On another topic, I recall taking CS1 at Caltech. I’ve been programming since I was a little kid, so I figured CS1 would be a repeat. Well, it was taught in Lisp and it was “Introduction to Computer Science” not “Introductory Programming.” About 90% of was simple and straightforward, learning to program primarily recursively was interesting. But a few things threw me: Big-O notation was one of them. I completely missed the point of the concept at the time (perhaps it was because I skipped lecture, but it’s an example of something that’s very clear to me now and was a mystery to me then.) A year later, I TA’d CS1 and I was talking with the professor as to why we were using Lisp and covering some of the “advanced” topics. He said: “Ever see a terrible program? We’re going to rid the world of bad programs by teaching people how to be computer scientists from the beginning.” In my head, I wondered if he had been taught as a computer scientist from the beginning and if he would have understood encapsulation while he was still trying to master the fundamentals of object-oriented programming.

So, finally, with these two stories in mind, I had a couple questions about your story from above. You ask the kids what 25 ^ 0.5 is, but are they capable of answering “What is the square root of 25” easily? I recall seeing a half in the exponential and being told: “That’s another way of doing the square root” then verifying it with the exponential arithmetic rule. I will fully agree that the deductive path to figuring it out on the fly is superior and if a child uses it, they will remember it better. But the bread-and-butter aptitude needs to be there in place first.

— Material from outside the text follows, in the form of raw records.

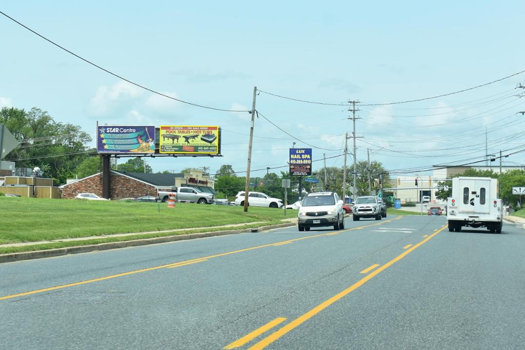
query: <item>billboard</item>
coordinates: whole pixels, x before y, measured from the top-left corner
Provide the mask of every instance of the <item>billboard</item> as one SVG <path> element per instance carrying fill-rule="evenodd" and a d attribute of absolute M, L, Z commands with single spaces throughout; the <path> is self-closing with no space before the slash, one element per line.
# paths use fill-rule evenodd
<path fill-rule="evenodd" d="M 290 175 L 312 175 L 312 149 L 290 149 Z"/>
<path fill-rule="evenodd" d="M 219 127 L 161 125 L 159 152 L 171 154 L 218 154 Z"/>
<path fill-rule="evenodd" d="M 155 126 L 98 125 L 99 153 L 153 153 Z"/>

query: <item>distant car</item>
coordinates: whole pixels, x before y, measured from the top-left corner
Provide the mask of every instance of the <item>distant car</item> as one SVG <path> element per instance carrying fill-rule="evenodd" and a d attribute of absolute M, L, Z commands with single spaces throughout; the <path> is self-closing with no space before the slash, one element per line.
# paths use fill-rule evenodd
<path fill-rule="evenodd" d="M 106 198 L 99 197 L 94 193 L 79 193 L 75 198 L 77 199 L 89 199 L 90 200 L 108 200 Z"/>
<path fill-rule="evenodd" d="M 159 198 L 153 196 L 143 196 L 131 199 L 133 201 L 158 201 Z"/>
<path fill-rule="evenodd" d="M 343 205 L 343 210 L 344 210 L 345 214 L 352 214 L 352 208 L 346 204 Z"/>
<path fill-rule="evenodd" d="M 440 207 L 430 207 L 428 209 L 429 215 L 441 215 L 442 213 Z"/>
<path fill-rule="evenodd" d="M 235 204 L 244 206 L 244 191 L 240 191 L 235 196 Z M 274 198 L 261 192 L 248 192 L 248 205 L 254 207 L 282 208 L 282 200 Z"/>
<path fill-rule="evenodd" d="M 298 200 L 293 204 L 288 204 L 286 206 L 286 209 L 293 209 L 296 210 L 298 210 L 299 208 L 301 207 L 301 201 Z"/>

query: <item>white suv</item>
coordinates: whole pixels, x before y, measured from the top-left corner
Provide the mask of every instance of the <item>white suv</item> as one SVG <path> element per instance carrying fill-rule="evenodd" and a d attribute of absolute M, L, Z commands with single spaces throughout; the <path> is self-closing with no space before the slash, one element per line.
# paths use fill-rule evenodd
<path fill-rule="evenodd" d="M 334 230 L 344 228 L 343 201 L 335 192 L 308 194 L 299 209 L 297 225 L 299 231 L 320 226 L 333 226 Z"/>
<path fill-rule="evenodd" d="M 235 196 L 235 204 L 244 206 L 244 191 L 241 191 Z M 261 192 L 248 192 L 248 205 L 254 207 L 269 207 L 282 208 L 282 200 L 271 198 Z"/>

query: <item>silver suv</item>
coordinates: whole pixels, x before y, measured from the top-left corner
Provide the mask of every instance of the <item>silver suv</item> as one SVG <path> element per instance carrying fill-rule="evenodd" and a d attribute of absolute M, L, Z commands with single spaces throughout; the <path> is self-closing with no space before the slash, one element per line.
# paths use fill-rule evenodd
<path fill-rule="evenodd" d="M 355 199 L 352 212 L 354 221 L 359 221 L 361 218 L 381 220 L 386 217 L 386 206 L 376 196 L 361 196 Z"/>
<path fill-rule="evenodd" d="M 308 194 L 299 208 L 297 225 L 299 231 L 322 226 L 333 226 L 334 230 L 344 228 L 343 201 L 335 192 Z"/>

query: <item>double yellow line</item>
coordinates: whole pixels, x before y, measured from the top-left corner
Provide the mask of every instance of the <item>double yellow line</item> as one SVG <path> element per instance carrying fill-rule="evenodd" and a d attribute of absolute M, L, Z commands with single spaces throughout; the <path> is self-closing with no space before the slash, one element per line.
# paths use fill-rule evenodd
<path fill-rule="evenodd" d="M 259 249 L 262 248 L 266 248 L 267 247 L 272 247 L 274 246 L 280 246 L 284 244 L 287 244 L 288 243 L 291 243 L 292 242 L 295 242 L 296 241 L 299 241 L 302 239 L 308 239 L 309 238 L 313 238 L 315 237 L 319 237 L 323 236 L 329 236 L 332 235 L 337 235 L 339 234 L 343 233 L 344 232 L 348 232 L 349 231 L 352 231 L 353 230 L 359 229 L 364 227 L 369 227 L 370 226 L 373 226 L 376 225 L 379 225 L 382 223 L 388 222 L 388 221 L 392 221 L 392 220 L 395 220 L 397 218 L 394 218 L 393 219 L 390 219 L 388 220 L 385 220 L 382 222 L 380 222 L 379 224 L 374 224 L 373 225 L 366 225 L 364 226 L 360 226 L 359 227 L 353 227 L 352 228 L 347 229 L 345 230 L 342 230 L 341 231 L 338 231 L 335 232 L 331 232 L 330 234 L 321 234 L 319 235 L 313 235 L 312 236 L 308 236 L 304 237 L 300 237 L 299 238 L 296 238 L 295 239 L 290 239 L 286 241 L 283 241 L 282 242 L 278 242 L 277 243 L 270 243 L 266 245 L 262 245 L 262 246 L 257 246 L 256 247 L 251 247 L 250 248 L 244 248 L 244 249 L 239 249 L 238 250 L 234 250 L 233 251 L 229 251 L 226 253 L 221 253 L 220 254 L 216 254 L 215 255 L 211 255 L 207 257 L 203 257 L 202 258 L 198 258 L 197 259 L 193 259 L 189 260 L 185 260 L 183 261 L 179 261 L 178 262 L 171 263 L 169 264 L 166 264 L 164 265 L 161 265 L 160 266 L 155 266 L 153 267 L 148 268 L 146 269 L 141 269 L 140 270 L 136 270 L 135 271 L 129 271 L 128 272 L 124 272 L 122 273 L 118 273 L 117 274 L 112 274 L 109 276 L 106 276 L 104 277 L 100 277 L 99 278 L 95 278 L 91 280 L 87 280 L 86 281 L 81 281 L 80 282 L 76 282 L 72 283 L 68 283 L 67 284 L 61 284 L 60 285 L 57 285 L 53 287 L 49 287 L 49 288 L 43 288 L 42 289 L 36 289 L 35 290 L 30 291 L 29 292 L 25 292 L 23 293 L 18 293 L 17 294 L 12 294 L 10 295 L 6 295 L 5 296 L 0 296 L 0 300 L 5 300 L 6 299 L 10 299 L 14 298 L 18 298 L 20 296 L 25 296 L 26 295 L 30 295 L 31 294 L 37 294 L 38 293 L 44 293 L 45 292 L 49 292 L 50 291 L 57 290 L 58 289 L 62 289 L 64 288 L 68 288 L 69 287 L 75 287 L 77 285 L 81 285 L 82 284 L 87 284 L 88 283 L 92 283 L 95 282 L 100 282 L 101 281 L 105 281 L 106 280 L 110 280 L 113 278 L 117 278 L 117 277 L 123 277 L 124 276 L 128 276 L 131 274 L 135 274 L 136 273 L 140 273 L 141 272 L 146 272 L 148 271 L 153 271 L 154 270 L 159 270 L 159 269 L 164 269 L 165 268 L 172 268 L 179 267 L 180 266 L 184 266 L 185 265 L 190 265 L 191 264 L 195 263 L 196 262 L 201 262 L 202 261 L 205 261 L 207 260 L 213 259 L 214 258 L 218 258 L 219 257 L 224 257 L 227 255 L 230 255 L 232 254 L 235 254 L 237 253 L 240 253 L 245 251 L 249 251 L 250 250 L 254 250 L 255 249 Z"/>
<path fill-rule="evenodd" d="M 340 292 L 340 293 L 335 294 L 335 295 L 330 298 L 329 299 L 323 302 L 321 304 L 319 304 L 317 306 L 311 309 L 306 313 L 304 314 L 303 315 L 302 315 L 301 316 L 300 316 L 299 317 L 297 317 L 292 322 L 285 325 L 280 329 L 276 331 L 272 334 L 267 336 L 264 339 L 262 339 L 262 340 L 259 341 L 257 344 L 249 347 L 248 348 L 248 350 L 260 350 L 261 349 L 264 349 L 266 346 L 268 346 L 269 345 L 270 345 L 274 342 L 276 341 L 276 340 L 282 337 L 285 334 L 287 334 L 287 333 L 288 333 L 292 330 L 294 329 L 298 326 L 304 323 L 306 321 L 312 318 L 312 317 L 318 314 L 321 311 L 323 311 L 330 305 L 332 305 L 338 300 L 339 300 L 341 298 L 343 298 L 344 296 L 345 296 L 346 295 L 348 295 L 349 294 L 350 294 L 353 291 L 355 290 L 361 286 L 363 285 L 366 282 L 373 278 L 375 276 L 376 276 L 379 273 L 381 273 L 382 271 L 384 271 L 388 268 L 390 267 L 397 261 L 399 261 L 400 260 L 406 257 L 407 255 L 408 255 L 411 252 L 413 251 L 414 250 L 421 247 L 422 245 L 424 244 L 425 242 L 428 242 L 431 238 L 432 238 L 432 237 L 434 237 L 438 233 L 443 231 L 446 227 L 447 225 L 445 225 L 437 231 L 436 231 L 434 234 L 430 235 L 430 236 L 428 236 L 426 238 L 425 238 L 423 240 L 421 241 L 417 244 L 414 245 L 410 249 L 407 249 L 400 255 L 397 256 L 392 260 L 390 260 L 390 261 L 385 263 L 384 265 L 380 267 L 376 270 L 373 271 L 370 274 L 366 275 L 366 276 L 362 278 L 361 280 L 355 282 L 355 283 L 354 283 L 349 288 L 346 288 L 343 291 Z M 370 267 L 370 268 L 369 268 L 368 269 L 366 269 L 361 271 L 361 273 L 366 273 L 369 271 L 370 271 L 370 270 L 373 270 L 373 268 L 375 268 L 378 265 L 377 264 L 373 265 L 372 266 Z M 284 320 L 283 320 L 283 321 Z M 239 341 L 240 340 L 239 340 Z M 234 342 L 232 343 L 229 345 L 227 345 L 227 346 L 231 347 L 234 344 L 235 344 L 236 343 Z M 224 348 L 229 349 L 229 348 L 233 348 L 233 347 L 225 347 Z"/>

If anything, I would use it as a double-check method, similar to teaching very young children to double-check their subtraction and division problems by relying on their presumably superior addition and multiplication skills, respectively.

Basically, most of these student are just trying to survive their homework and they might not be mature enough. I’ve had some success with getting students to understand the material at a fundamental level, but it has always been under the guise of “this method is easier” and it is easier because it doesn’t require memorization. But it’s always been with material that’s just at the edge of their understanding, and it always used methods that they’re comfortable with.

I guess what I’m trying to say is: don’t feel bad about not pushing your students, they might not be ready yet. They will be.

November 8, 2010 at 11:02 am

Wise advice, Sal. I only have to deal with one student at a time. An entire classroom is an entirely new level of challenge.

I had a similar experience with linear algebra. Only a vague and confused notion of what they were talking about during core, but when I had to go back and learn it for quantum, I picked it up much more easily.

I’m not sure whether struggling with it the first time around and half-comprehending set the stage to understand it the second time, or whether it was mostly other supporting knowledge I picked up in the two intervening years that did the trick, but either way what you mentioned is definitely something I want to keep in mind when I’m tutoring.